E veniamo all'Europa. Rocce che potenzialmente nascondono giacimenti di metano sono diffuse in quasi tutto il continente: sedimenti paleozoici tra Inghilterra, Svezia, Germania, Polonia e Ucraina, calcari scuri mesozoici in Austria e persino rocce del Terziario in Ungheria. 
Anche la Francia non è priva di rocce potenzialmente utili ed è qui che si è gioca tala prima partita, tra le pressioni dell'industria e le resistenze degli ambientalisti.
Siamo nel sudovest francese: il governo aveva concesso 3 permessi di ricerca, due ad una compagnia texana minore e il terzo al gigante transalpino Total. Però dopo che questi permessi erano stati concessi, il parlamento francese ha vietato l'uso del classico sistema usato in America della fratturazione idraulica.  Quindi alle due compagnie è stato chiesto di presentare soluzioni alternative per lo sfruttamento della risorsa, cosa che ovviamente allo stato dell'arte attuale è impossibile. Concessioni revocate, pertanto, anche se la Total sta cercando soluzioni alternative che però per adesso non si possono considerare operative, come ha dichiarato il Ministro dell'Ambiente Nathalie Kosciusko-Morize 

Attualmente però la partita più importante si svolge attualmente in territorio polacco. La posizione della UE è abbastanza chiara e il Commissario all'Energia Gunther Oettinger lo ha ripetuto più volte: occorre sul problema una politica comune fra tutti gli Stati membri (anche perchè – ovviamente – le questioni ambientali hanno il potere di provocare impatti sovranazionali). Il governo polacco sa che la fratturazione idraulica non sia al momento una tecnologia per la quale la Commissione Europea nutra una grande simpatia e questo cozza contro la sua politica energetica nazionale: il sottosuolo della Polonia contiene ampie riserve di gas intrappolato nelle rocce. Quindi Maciej Olex-Szczytowski, che non ho capito se sia un funzionario od un superconsulente del Ministero degli Affari Esteri polacco, ha dichiarato recentemente ad una conferenza sull'argomento che la sua nazione porrà il diritto di veto su qualsiasi limitazione all'utilizzo di tecnologie estrattive in nome della libertà per ogni Stato di adottare la politica energetica di suo interesse e che il regime ambientale richiesto dalla UE sia esagerato in rapporto alle esigenze economiche. Inoltre ha lanciato la solita tiritera degli ambientalisti che si oppongono allo sviluppo e osservato come secondo lui l'UE non possa permettersi di non sfruttare risorse che le darebbero una maggiore autosufficienza energetica.
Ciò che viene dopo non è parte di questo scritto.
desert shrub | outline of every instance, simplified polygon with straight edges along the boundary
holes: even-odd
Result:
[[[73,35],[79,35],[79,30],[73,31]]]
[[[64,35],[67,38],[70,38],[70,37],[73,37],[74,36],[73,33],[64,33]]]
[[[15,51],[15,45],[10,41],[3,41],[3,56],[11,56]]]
Da notare che nell'estate appena scorsa in Polonia sono stati trovati importanti giacimenti convenzionali di metano con il diretto coinvolgimento di società americane, dei quali quello di Kutno appare molto importante. Questo giacimento è nella continuazione meridionale dei giacimenti ad idrocarburi del Mare del Nord ed è quindi un gicimento convenzionale a tutti gli effetti, ma le riserve stimate nei gas shales polacchi sono di un paio di ordini di grandezza superiori. Per questo a Varsavia c'è un così grande fermento al proposito.